His look sharpened. “Elaborate.”
“Well,” she said, feeling a bit silly to bring it up, “this morning when I opened the door, there was a dead rabbit on the veranda.”
Narrowing his eyes, he grew preternaturally still.
“Relax.” She stroked down his sides. “It turned out the bobcat put it there—it caught and killed it for me.”
“As a gift,” he murmured.
“Yeah. Cats pull that sort of thing all the time. A gruesome way to show appreciation, I guess, but it makes sense for predators. And you guys…you’re like…”
“…the apex predators of the world.”
She nodded. “I’d say there’s a good chance someone is trying to say hello in a super-creepy godlike way.”
Chapter 26
Having left Maeve with the griffin after another round of spellwork study—he’d carefully taken down the first layer of the spell now he was certain it wouldn’t cause immediate decay of the entire structu
re—and a lingering kiss that rendered her breathless for all the right reasons, Arawn took to the skies in the form of a huge eagle. He had some pondering to do.
Maeve’s theory was like the missing puzzle piece that had kept him from seeing the big picture, and he brooded over the fact he hadn’t come to that realization himself. He should have. There was no excuse for his lack of focus here, except, perhaps, that he’d been distracted by his consuming fascination with a certain witch with copper-colored lashes.
Now, though, with all the hints gathered and laid out on the table, he saw it clearly, knew there was only one of the other fallen who would play this sort of game. And that elusive scent, the faint trace of age-old magic he’d picked up and couldn’t quite place, made sense now. Put together—finally—with the correct memory of the one they belonged to, they pointed him to the most probable location of his long-lost peer.
Leaving the airspace over his dominion, he made for Mt. Hood.
The snow-covered peak of the dormant volcano rose above the surrounding lush green of the Oregon wilderness like a lone guardian of old. Circling over the mountain on air currents for a few moments, he banked, followed the pull of the magic he could trace now he knew on whom to focus.

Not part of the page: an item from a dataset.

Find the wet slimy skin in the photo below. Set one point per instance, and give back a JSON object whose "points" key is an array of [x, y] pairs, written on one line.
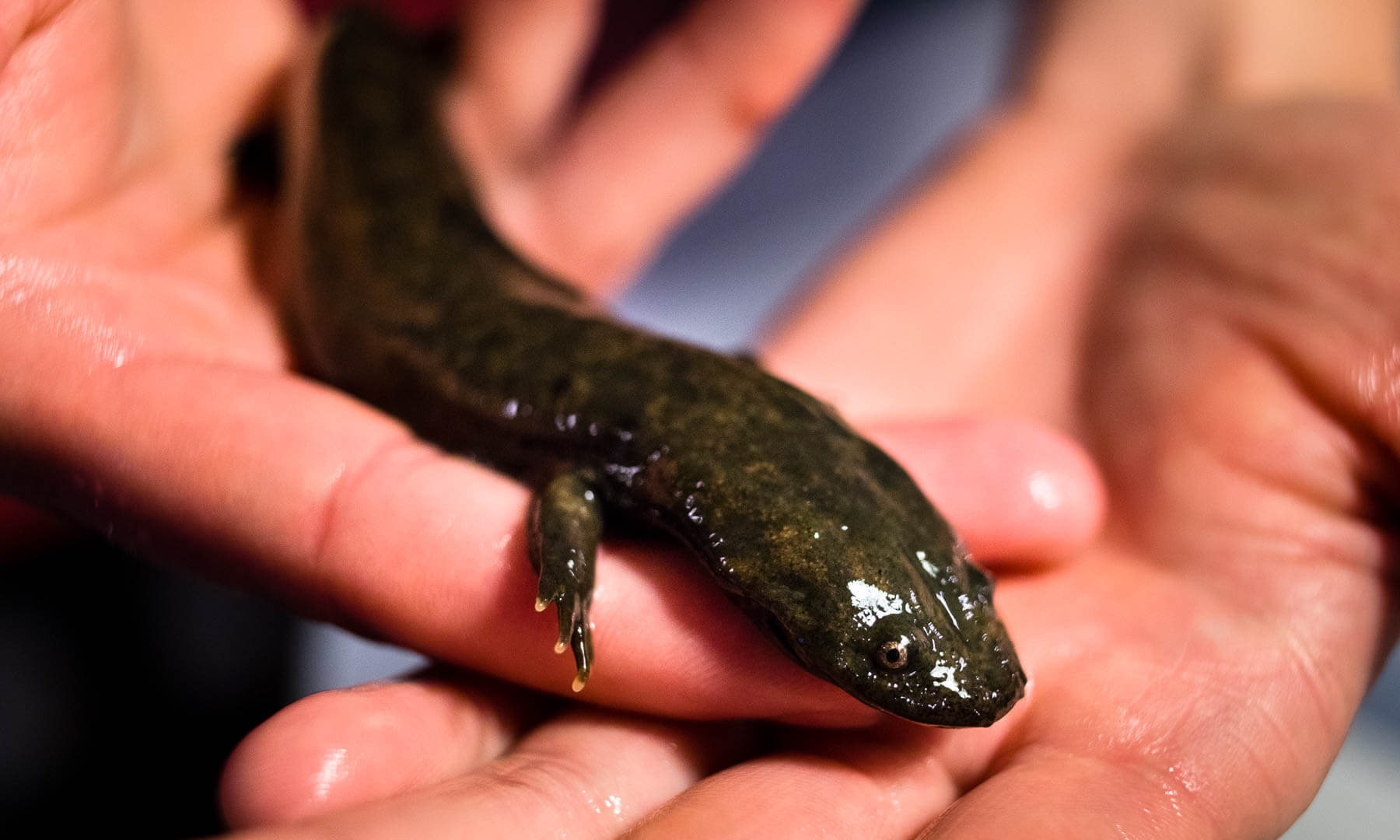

He spotted the figure on one of the upper slopes of the volcano.
He touched down in a measured landing yards away from his target, pulled on the pants and boots he’d easily carried in his eagle’s claws. The cold wouldn’t bite at him, his body generating enough heat he could take a stroll through wintry Alaska and not even shiver, but the boots in particular were handy on uneven terrain.
Gaze fixed on the figure standing on the snowy blanket over a jagged edge of the slope, he approached. “You always did like mountains.”
Eyes of thunder and lightning met his own as the male turned, a slow smile spreading on a face many would describe as hauntingly beautiful, in a broken way. “Hello, brother.”
“Velez.” He inclined his head.
“It is good to see you again.” Piercing intelligence in his regard, edged with a feral playfulness. “Though I must admit I had hoped you would decipher my gifts of greeting much sooner.”